Where ports are inside an exclusion zone, the need to deviate from those ports may be straightforward. If vessels were to deviate from ports near to but outside the exclusion zone because of concerns about radiation, the position may be less clear cut. The particular terms of the “liberty to deviate” clause in the parties’ contract would need to be considered in each case.
Impact on markets
Commodities prices have been convulsed by the disaster in Japan. Coal and LNG prices have risen steeply, whilst the price of oil fell, apparently on the basis that the closure of many Japanese refineries may lead to a fall in demand. This downward pressure on oil prices is of course offset by the upward pressure generated by the continuing crisis in the Middle East and prices jumped again following the commencement of air strikes against Libya. Iron ore prices fell after the disaster on 11 March 2011, but recovered somewhat after Japan’s two largest steel makers, Nippon Steel and JFE, restarted their blast furnaces a few days after the earthquake. Prices of aluminium, copper, rubber, corn, coffee and sugar have all fallen.

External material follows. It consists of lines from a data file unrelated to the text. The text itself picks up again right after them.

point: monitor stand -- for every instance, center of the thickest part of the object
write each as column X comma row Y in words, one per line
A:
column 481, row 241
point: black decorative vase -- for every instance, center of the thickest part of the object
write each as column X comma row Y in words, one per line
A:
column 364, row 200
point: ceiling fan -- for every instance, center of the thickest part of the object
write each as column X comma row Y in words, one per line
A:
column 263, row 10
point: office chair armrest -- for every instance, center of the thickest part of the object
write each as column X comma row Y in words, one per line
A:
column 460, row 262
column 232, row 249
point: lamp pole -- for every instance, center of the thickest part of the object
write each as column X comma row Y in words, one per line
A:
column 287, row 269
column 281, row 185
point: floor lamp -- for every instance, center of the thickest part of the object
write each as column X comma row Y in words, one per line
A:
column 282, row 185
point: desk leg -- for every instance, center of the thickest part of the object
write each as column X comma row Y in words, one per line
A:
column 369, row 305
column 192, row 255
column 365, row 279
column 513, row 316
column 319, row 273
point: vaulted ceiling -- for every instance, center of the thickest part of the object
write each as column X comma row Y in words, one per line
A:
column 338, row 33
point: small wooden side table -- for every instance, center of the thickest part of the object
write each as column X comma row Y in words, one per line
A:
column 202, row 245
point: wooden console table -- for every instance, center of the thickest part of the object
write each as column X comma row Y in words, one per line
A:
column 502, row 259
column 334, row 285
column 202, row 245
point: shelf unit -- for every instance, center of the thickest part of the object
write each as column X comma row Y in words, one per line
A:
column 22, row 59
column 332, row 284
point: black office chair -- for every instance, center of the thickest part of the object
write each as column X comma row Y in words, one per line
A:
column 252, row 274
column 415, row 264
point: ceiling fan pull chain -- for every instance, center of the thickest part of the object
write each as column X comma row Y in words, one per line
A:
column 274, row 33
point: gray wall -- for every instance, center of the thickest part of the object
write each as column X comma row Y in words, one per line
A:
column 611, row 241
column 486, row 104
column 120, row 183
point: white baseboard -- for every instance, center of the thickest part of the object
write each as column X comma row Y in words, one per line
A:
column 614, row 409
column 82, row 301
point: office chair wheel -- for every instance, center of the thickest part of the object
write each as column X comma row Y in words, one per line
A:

Japan is estimated to have lost 25% of its power supply and with the nuclear incident continuing, demand for other sources of energy is likely to soar. The crisis has prompted China, which is building more nuclear reactors than any other country in the world, to suspend approval of new nuclear power stations and undertake checks on existing reactors. Following an emergency meeting to review safety measures at nuclear reactors across Europe, the European Union has announced it will now conduct stress tests on all its nuclear power stations, while Germany has declared it will shut down seven of its old reactors. If this cooling of enthusiasm for nuclear energy continues long-term, it could increase further global demand for hydrocarbons and renewable energy.
Japan is the world’s largest importer of LNG. In contrast to the position with the country’s oil refineries, all but one of Japan’s LNG facilities have continued operating since the earthquake. The exception is Sendai City Gas Shinminato LNG facility, 80 miles from the earthquake’s epicentre, which is believed to have been flooded by the tsunami and is not expected to operate for at least a month. LNG shipments into Japan do not appear to have been disrupted.
Approximately one fifth of Japan’s nuclear power generation capacity is no longer in operation. It is estimated that Japan may import up to 10 million metric tonnes of additional LNG to cover this energy shortfall. In response to a request for increased LNG supplies, Indonesia has indicated that it could ship an additional 59 cargoes to Japan this year, and the Japanese government is currently negotiating with other major LNG producers such as Qatar, Russia and Australia with a view to securing extra supply. In the short term, other regional LNG importing countries, South Korea and Taiwan, have agreed to swap April deliveries with Japan. Asia’s spot LNG market has dried up as major producers have ear marked all extra cargoes for Japan.
Elsewhere there are indications of increasing pressure in LNG markets, with spot LNG prices and natural gas futures rising slowly in Europe and North America. Some analysts speculate that if LNG production remains level, spot LNG prices may rise to up to US$15/MMBtu from recent levels of US$10-11/MMBtu.
For suppliers locked into long-term supply contracts at lower rates, there may be a temptation to divert supplies to meet short-term demand in the spot market, leading to performance defaults.
The impact of the extraordinary events of early 2011 is likely to be felt by commodities traders for some time to come. The volatility of both the markets and the global situation makes the long-term effects unpredictable. Contractual difficulties, especially in long-term supply contracts agreed before these events took place, are almost inevitable.